Страстная-опасная - стр. 20

– Полно врать! – привскочил он. – Я сам видел, как Фенька туда пошла, а воротилась она лишь под утро, еле живая, я даром что Лушку канителил, все же слышал, как ты охала, да ее поддерживала, да твердила, мол, осторожней, барышня, не споткнись! Видать, крепко ее жеребец Славинский уходил! На рубахе-то следы остались? Под нос ему сунуть, теперь, мол, не отвертишься от женитьбы?

– Ох, все не по-нашему вышло, – тяжело вздохнула Ефимьевна. – За полночь решила это я поглядеть, как там у них, а тут, гляжу, барышня на лестнице сидит, да вся в слезах, едва живехонька. И ну плача рассказывать, как она по вашему наущению в боковушку пошла, а там… а там…

– Ну, что там? – нетерпеливо спросил Петр. – Да говори, чего солому жуешь?!

– Вы ей сказали, мол, на постель ложись…

– Знаю, что я ей сказал! – гневно воскликнул Петр. – И что?!

– А то, что постель уж занята была!

– Кем?! Я же Лушку нарочно к себе загнал, всю ночь продержал, чтобы никакой ошибки не вышло!

– Да не Лушка с ним была, – вздохнула Ефимьевна, воровато оглядываясь. – Не Лушка, а…

И что-то шепнула на ухо Петру.

Он даже головой затряс от изумления:

– Не может быть! Померещилось Феньке!

– Да не померещилось, батюшка! Я сама потом туда воротилась и поглядела. Луна вышла, и я увидела… Не померещилось!

– Ну и племянничек Анатолий! – простонал Петр. – Ловок, черт! На вороных обошел! Наш пострел и тут поспел! А я-то хотел… Ну, попомнит он меня!
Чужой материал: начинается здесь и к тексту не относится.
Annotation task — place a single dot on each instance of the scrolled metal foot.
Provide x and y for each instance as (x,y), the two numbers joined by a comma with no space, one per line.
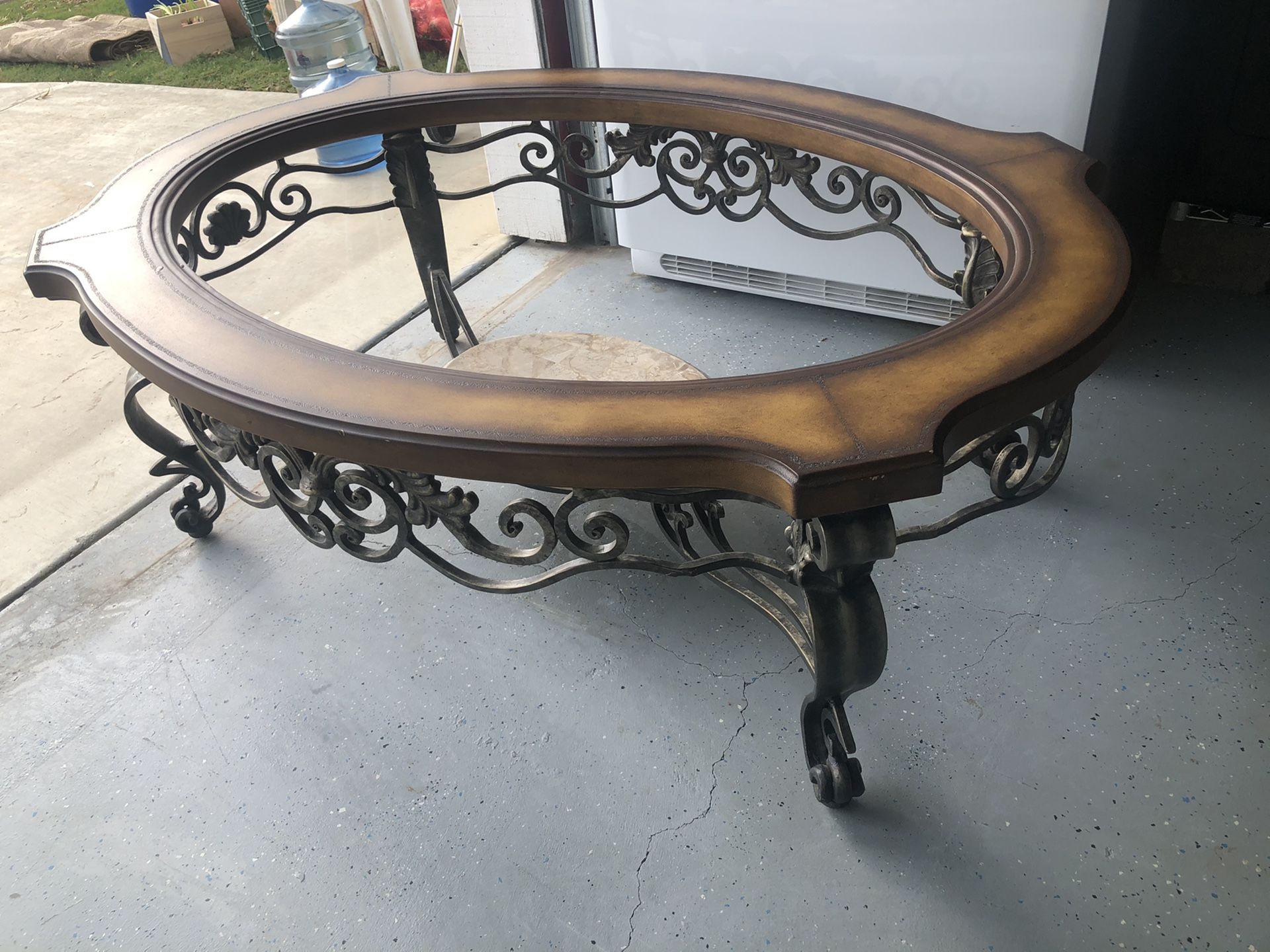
(833,561)
(836,776)
(201,500)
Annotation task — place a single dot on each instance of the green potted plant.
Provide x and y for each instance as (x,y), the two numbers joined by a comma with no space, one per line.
(187,30)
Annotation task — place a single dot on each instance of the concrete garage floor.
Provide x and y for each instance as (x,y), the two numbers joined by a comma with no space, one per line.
(62,395)
(251,742)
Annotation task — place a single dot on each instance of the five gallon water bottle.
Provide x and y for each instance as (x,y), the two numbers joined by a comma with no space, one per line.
(319,32)
(351,151)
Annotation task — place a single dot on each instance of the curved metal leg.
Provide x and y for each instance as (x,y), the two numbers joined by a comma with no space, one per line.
(414,193)
(179,459)
(835,557)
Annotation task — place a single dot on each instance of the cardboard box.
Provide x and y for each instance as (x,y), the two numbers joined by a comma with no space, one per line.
(192,32)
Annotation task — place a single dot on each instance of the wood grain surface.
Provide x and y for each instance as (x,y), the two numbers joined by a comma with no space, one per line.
(813,441)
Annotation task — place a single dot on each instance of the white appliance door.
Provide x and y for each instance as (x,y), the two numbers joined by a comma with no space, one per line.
(996,63)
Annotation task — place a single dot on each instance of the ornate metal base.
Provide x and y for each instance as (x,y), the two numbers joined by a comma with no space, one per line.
(821,594)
В страшном гневе Петр бросился было к двери, забыв, что раздет, потом, чертыхнувшись, воротился к платью, и тут за окном завопили на разные голоса:

– Мертвяк! Мертвяк явился! Мертвяка принесло!

* * *

Ульяша не понимала, снится ли ей, будто кто-то истошно кричит, или в самом деле надрывается-орет женщина:

– Говорила, говорила! Вот! Сызнова бесы лютуют! Не закрестили ворота, вот беды и повадились.

– Отвяжите его, пожалейте лошадь, она совсем взбесилась! – послышался властный мужской голос.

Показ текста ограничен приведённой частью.